The purpose of the Circular Economy Bill is to facilitate a shift from the linear 'take-make-waste' model, to a more sustainable model where waste and resource use are reduced and materials and products are used and maintained for as long as possible and regenerated at the end of use. This means less waste.
As well as providing a legal basis for the circular economy programme, strategy and fund, the Circular Economy Bill provides for a number of significant changes including the imposition of a waste recovery levy, and the use of CCTV and other recording devices for waste enforcement purposes. It is noted that Minister Smyth indicated in his closing remarks that he intended to introduce a provision to allow for the generation of a list of households with no waste contract by way of amendment at the Committee Stage.
Waste recovery levy – section 28
Section 28 of the Circular Economy Bill provides the Minister with the power to make regulations charging a levy on waste recovery activities, including the export of waste for recovery. A levy of up to a maximum of €120 per tonne of waste recovered or sent for recovery. This section provides for a levy of up to €120 per tonne of waste recovered. While the Minister cannot raise the amount first set by more than €50 at any one time, and this amount can only be amended once every financial year, the imposition of a high levy would have significant implications for waste businesses and their customers.
The imposition of a waste recovery levy of €5 per tonne in relation to recovery operations at Municipal Solid Waste (MSW) Landfills, Waste to Energy Plants and Co-Incineration Plants and the export of MSW was listed as a deliverable in the government's Waste Action Plan for a Circular Economy.

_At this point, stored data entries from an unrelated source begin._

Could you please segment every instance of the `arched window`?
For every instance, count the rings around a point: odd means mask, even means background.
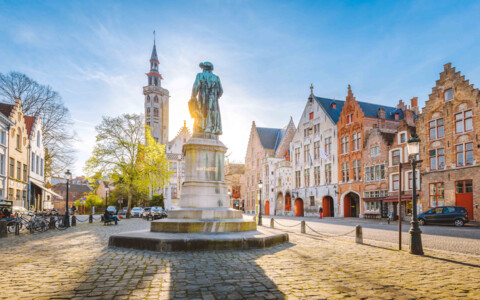
[[[42,137],[40,136],[40,131],[37,131],[37,147],[40,148],[42,143]]]
[[[147,103],[150,103],[150,95],[147,96]]]
[[[158,97],[157,96],[155,96],[155,98],[153,99],[153,102],[158,103]]]
[[[150,117],[150,107],[147,107],[147,118]]]
[[[158,117],[158,108],[156,107],[153,109],[153,116]]]
[[[152,85],[152,77],[148,77],[148,85]]]
[[[155,77],[155,86],[158,86],[158,79]]]
[[[22,150],[22,131],[18,129],[18,134],[17,134],[17,149]]]

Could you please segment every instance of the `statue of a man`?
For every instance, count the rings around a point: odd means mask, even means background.
[[[195,119],[194,132],[222,134],[222,120],[218,98],[223,94],[220,77],[213,74],[210,62],[200,63],[202,73],[197,74],[192,97],[188,102],[190,115]]]

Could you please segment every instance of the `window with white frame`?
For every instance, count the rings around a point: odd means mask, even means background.
[[[362,167],[360,164],[360,160],[353,161],[353,180],[361,180],[362,179]]]
[[[42,137],[40,135],[40,131],[37,132],[37,147],[40,148],[40,144],[42,143]]]
[[[473,165],[473,143],[455,146],[457,154],[457,167]]]
[[[401,158],[400,150],[399,149],[393,150],[392,151],[392,165],[393,166],[398,165],[401,162],[400,158]]]
[[[348,136],[344,136],[340,139],[342,144],[342,153],[348,153]]]
[[[365,167],[365,181],[380,181],[385,179],[385,165]]]
[[[332,137],[325,138],[325,153],[330,155],[332,152]]]
[[[332,182],[332,164],[325,165],[325,184]]]
[[[313,156],[315,160],[320,158],[320,142],[319,141],[313,143]]]
[[[0,154],[0,174],[5,175],[5,155]]]
[[[314,180],[315,180],[315,185],[319,186],[320,185],[320,167],[315,167],[313,170],[314,173]]]
[[[32,152],[32,161],[30,162],[30,164],[32,165],[32,172],[35,173],[35,153]]]
[[[5,143],[7,142],[6,136],[7,136],[6,132],[1,130],[0,131],[0,143],[2,143],[2,145],[5,145]]]
[[[445,148],[438,148],[429,151],[430,170],[445,168]]]
[[[429,138],[431,140],[441,139],[445,136],[443,118],[428,122]]]
[[[400,188],[400,176],[398,174],[392,175],[392,190],[398,191]]]
[[[310,161],[310,145],[303,146],[303,161],[309,162]]]
[[[375,145],[370,147],[370,157],[375,157],[380,155],[380,146]]]
[[[444,99],[445,101],[450,101],[453,99],[453,89],[448,89],[444,93]]]
[[[406,132],[400,133],[400,143],[403,144],[406,141],[407,141],[407,133]]]
[[[300,171],[296,171],[295,172],[295,187],[296,188],[299,188],[300,187],[300,178],[301,174],[300,174]]]
[[[343,182],[348,182],[349,180],[349,172],[350,170],[348,169],[348,162],[342,163],[342,181]]]
[[[353,122],[353,114],[347,115],[347,124],[350,124]]]
[[[300,164],[300,148],[295,148],[295,163]]]
[[[360,132],[353,134],[353,151],[360,150]]]
[[[463,133],[473,130],[472,111],[467,110],[455,114],[455,133]]]
[[[305,187],[310,186],[310,169],[304,170]]]
[[[320,124],[313,125],[313,134],[319,135],[320,134]]]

This levy will be paid into the Circular Economy Fund and will be collected by the relevant local authority, or by Dublin City Council in respect of waste exported for recovery.

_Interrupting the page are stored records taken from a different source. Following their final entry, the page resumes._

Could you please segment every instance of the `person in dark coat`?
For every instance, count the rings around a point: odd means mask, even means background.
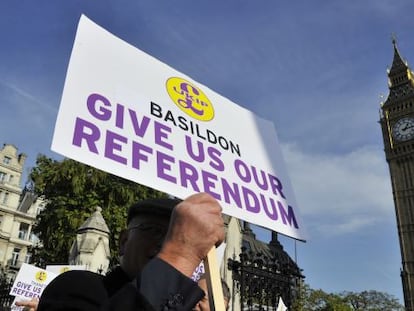
[[[127,227],[119,239],[120,265],[104,278],[110,297],[139,275],[148,261],[160,251],[171,213],[180,202],[173,198],[147,199],[129,208]]]
[[[73,281],[68,282],[75,277],[75,271],[65,272],[46,287],[38,311],[192,310],[204,297],[191,279],[192,273],[208,251],[223,240],[221,207],[209,194],[195,194],[184,201],[139,202],[130,208],[127,229],[121,234],[120,266],[100,277],[100,282],[97,282],[99,275],[91,278],[90,272],[77,273],[76,283],[97,285],[80,294],[73,289],[76,295],[70,293]],[[69,292],[65,295],[71,299],[57,295],[59,290],[52,285],[57,282],[68,285]],[[67,302],[65,306],[53,309],[63,300]],[[101,301],[101,304],[96,305],[98,309],[75,309],[86,301]]]

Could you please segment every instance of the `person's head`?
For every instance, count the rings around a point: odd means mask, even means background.
[[[121,232],[121,267],[132,279],[159,252],[179,199],[148,199],[128,210],[127,229]]]
[[[78,299],[79,296],[84,299]],[[101,275],[72,270],[58,275],[48,284],[40,297],[37,310],[98,311],[106,299],[108,296]]]
[[[207,280],[204,274],[198,280],[198,286],[204,291],[205,295],[196,304],[193,310],[194,311],[210,311],[210,303],[208,301]],[[227,286],[227,283],[223,279],[221,279],[221,287],[223,288],[224,308],[227,310],[229,308],[229,302],[230,302],[230,289]]]

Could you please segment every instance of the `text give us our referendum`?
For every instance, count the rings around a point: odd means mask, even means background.
[[[245,163],[240,158],[242,152],[238,144],[212,131],[203,136],[198,128],[196,131],[193,124],[188,123],[191,121],[163,111],[154,102],[147,104],[148,114],[145,115],[98,93],[89,94],[84,104],[89,115],[76,118],[72,145],[87,148],[89,152],[137,172],[154,163],[159,179],[195,192],[208,192],[234,208],[262,213],[272,221],[298,228],[294,209],[285,203],[282,182],[277,176]],[[110,123],[116,130],[101,129],[98,124],[102,123]],[[186,132],[182,136],[188,156],[185,160],[175,156],[170,140],[174,131]],[[143,143],[147,136],[154,138],[151,146]],[[232,152],[238,158],[229,165],[222,160],[223,152]],[[200,164],[204,164],[204,168],[207,164],[209,169],[200,169]],[[236,173],[237,180],[226,179],[229,170]]]

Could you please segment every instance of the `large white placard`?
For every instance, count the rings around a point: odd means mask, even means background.
[[[273,124],[82,16],[52,150],[304,240]]]

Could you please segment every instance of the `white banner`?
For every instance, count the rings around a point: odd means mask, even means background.
[[[269,99],[270,100],[270,99]],[[82,16],[52,150],[304,240],[271,122]]]

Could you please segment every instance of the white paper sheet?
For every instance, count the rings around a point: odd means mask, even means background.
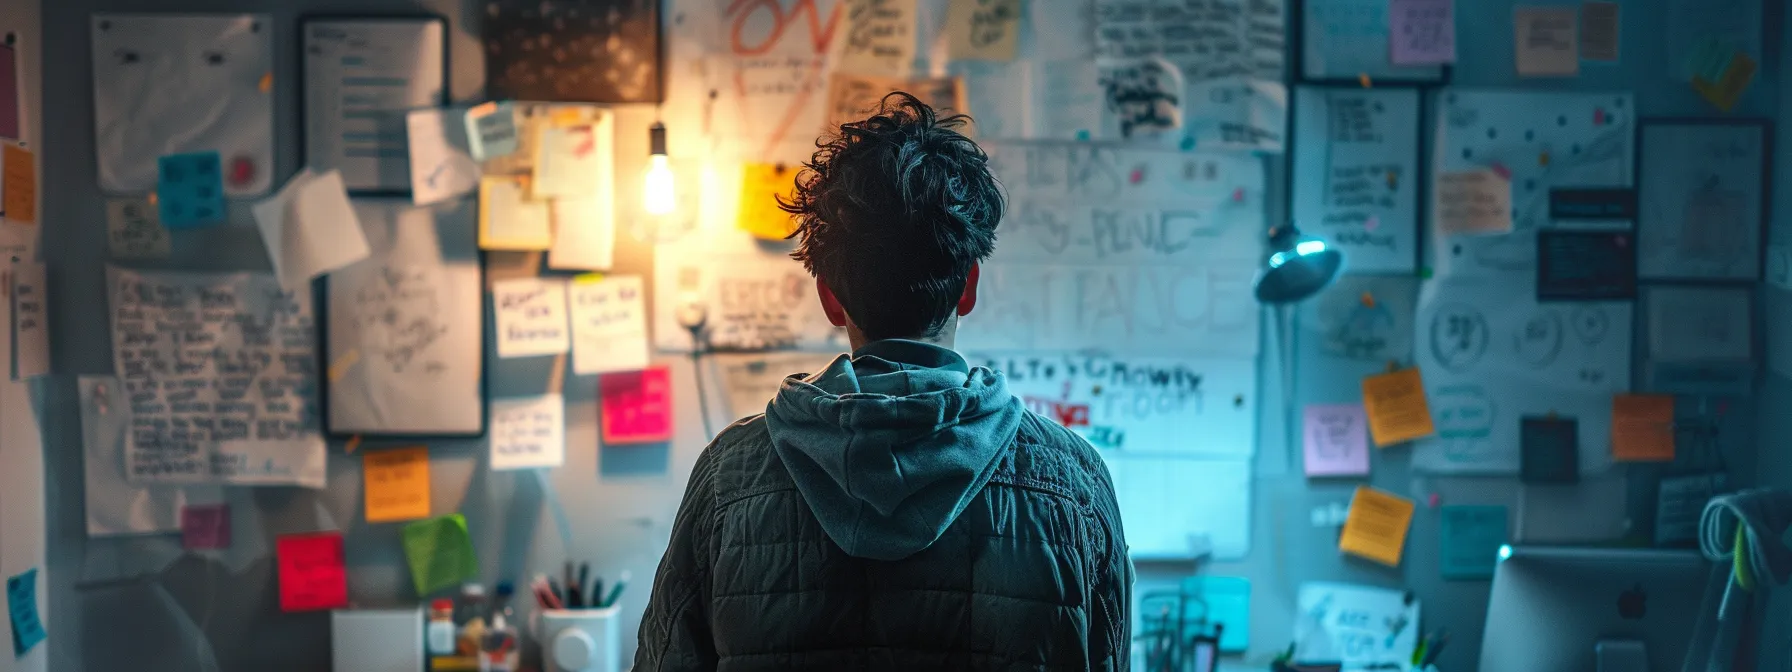
[[[572,125],[542,124],[535,142],[535,179],[531,196],[590,198],[615,189],[616,130],[614,115]]]
[[[50,372],[49,277],[44,265],[12,264],[12,378]]]
[[[615,263],[615,188],[606,182],[598,192],[596,196],[556,198],[548,205],[554,224],[548,268],[607,271]]]
[[[915,0],[838,0],[830,46],[834,67],[861,75],[907,77],[915,60]]]
[[[566,463],[566,399],[558,394],[492,400],[492,470]]]
[[[283,287],[309,287],[312,278],[367,258],[367,236],[337,171],[301,170],[250,210]]]
[[[1537,303],[1532,283],[1427,282],[1416,347],[1437,435],[1413,468],[1515,474],[1519,420],[1551,413],[1579,428],[1580,472],[1611,465],[1611,398],[1630,389],[1631,304]]]
[[[1281,81],[1280,0],[1095,0],[1097,58],[1163,56],[1190,82]]]
[[[475,434],[485,352],[473,204],[359,199],[371,256],[330,275],[330,430]]]
[[[440,203],[479,187],[479,162],[467,147],[466,110],[411,110],[405,115],[411,201]]]
[[[1645,290],[1650,361],[1734,362],[1754,357],[1754,298],[1747,287]]]
[[[217,496],[216,486],[144,485],[125,478],[125,442],[131,427],[130,396],[112,376],[81,376],[82,492],[87,535],[180,531],[180,510],[189,493]]]
[[[324,485],[310,291],[107,268],[134,483]]]
[[[518,278],[492,283],[492,322],[497,325],[499,357],[566,352],[572,345],[566,282]]]
[[[575,279],[566,302],[572,318],[573,373],[647,368],[647,290],[641,276]]]
[[[1625,93],[1446,90],[1438,94],[1432,175],[1491,169],[1512,184],[1512,227],[1505,235],[1428,238],[1438,277],[1529,276],[1537,268],[1537,230],[1551,226],[1554,187],[1629,187],[1635,174],[1636,105]],[[1437,221],[1437,189],[1430,221]]]
[[[1188,87],[1183,148],[1282,153],[1288,127],[1288,88],[1281,82],[1229,77]],[[1203,102],[1205,101],[1205,102]]]
[[[1697,56],[1707,45],[1763,62],[1762,0],[1669,0],[1664,4],[1662,25],[1667,30],[1649,47],[1659,46],[1665,52],[1669,76],[1692,81]]]
[[[1576,7],[1514,7],[1512,33],[1521,77],[1580,74],[1580,12]]]
[[[1294,224],[1344,251],[1346,273],[1418,259],[1419,92],[1302,87],[1294,95]]]
[[[806,157],[826,112],[821,101],[831,40],[845,23],[843,3],[781,2],[777,11],[724,0],[710,6],[719,20],[703,36],[703,77],[718,93],[715,132],[740,139],[764,160]]]
[[[846,331],[828,322],[815,278],[744,233],[661,245],[653,265],[653,339],[689,352],[690,324],[721,350],[844,352]]]
[[[172,248],[161,213],[147,199],[106,201],[106,249],[113,259],[161,259]]]
[[[548,201],[529,197],[527,177],[479,181],[480,249],[545,250],[553,243]]]
[[[1101,451],[1134,559],[1236,560],[1251,550],[1251,460]],[[1194,487],[1198,484],[1198,487]]]
[[[1411,361],[1418,294],[1419,280],[1410,275],[1342,276],[1301,305],[1302,347],[1314,344],[1333,359]]]
[[[1394,65],[1389,58],[1388,0],[1305,0],[1301,20],[1303,74],[1309,79],[1442,78],[1438,66]]]
[[[1637,274],[1654,279],[1761,277],[1766,126],[1643,126]]]
[[[1294,660],[1344,663],[1344,672],[1412,669],[1419,601],[1400,590],[1347,583],[1300,584]]]
[[[217,152],[231,196],[274,178],[274,32],[267,14],[94,14],[100,188],[155,190],[156,160]]]
[[[724,415],[744,418],[764,413],[766,403],[777,396],[785,378],[825,369],[838,356],[796,352],[715,356],[722,393],[728,402]]]
[[[429,18],[303,22],[305,163],[349,189],[410,189],[405,111],[446,101],[447,24]]]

Use of CCTV and mobile recording devices for waste enforcement purposes – section 20, 21
It is proposed to amend the Waste Management Act 1996 and the Litter Pollution Act 1997 respectively to provide for the use of CCTV for waste enforcement purposes. This is needed due to data protection concerns in respect of the use of CCTV and other digital monitoring mechanisms such as drones by local authorities for the detection of waste related offences since GDPR came into force in May 2018. By providing a legal basis for the use of CCTV and other recording devices for use in waste enforcement that takes into account the need for data protection measures, local authorities will be able to deploy these technologies to try and detect, and deter, illegal dumpling.

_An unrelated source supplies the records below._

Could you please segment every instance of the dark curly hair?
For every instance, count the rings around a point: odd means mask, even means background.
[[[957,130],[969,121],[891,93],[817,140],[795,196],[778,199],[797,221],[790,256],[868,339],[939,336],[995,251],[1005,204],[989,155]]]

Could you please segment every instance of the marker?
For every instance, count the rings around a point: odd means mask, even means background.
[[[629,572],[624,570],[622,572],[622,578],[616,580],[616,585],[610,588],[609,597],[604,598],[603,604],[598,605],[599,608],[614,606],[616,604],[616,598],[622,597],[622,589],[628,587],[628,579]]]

The use of CCTV to tackle illegal dumping and litter has received widespread political support and has been a focus of the debates on the Circular Economy Bill to date. Sections 22 and 32 include a Code of Practice for the use CCTV and mobile recording devices and sections 23 and 33 include provisions in relation to the admissibility of evidence obtained using these methods and as such should support the use of these technologies for waste enforcement.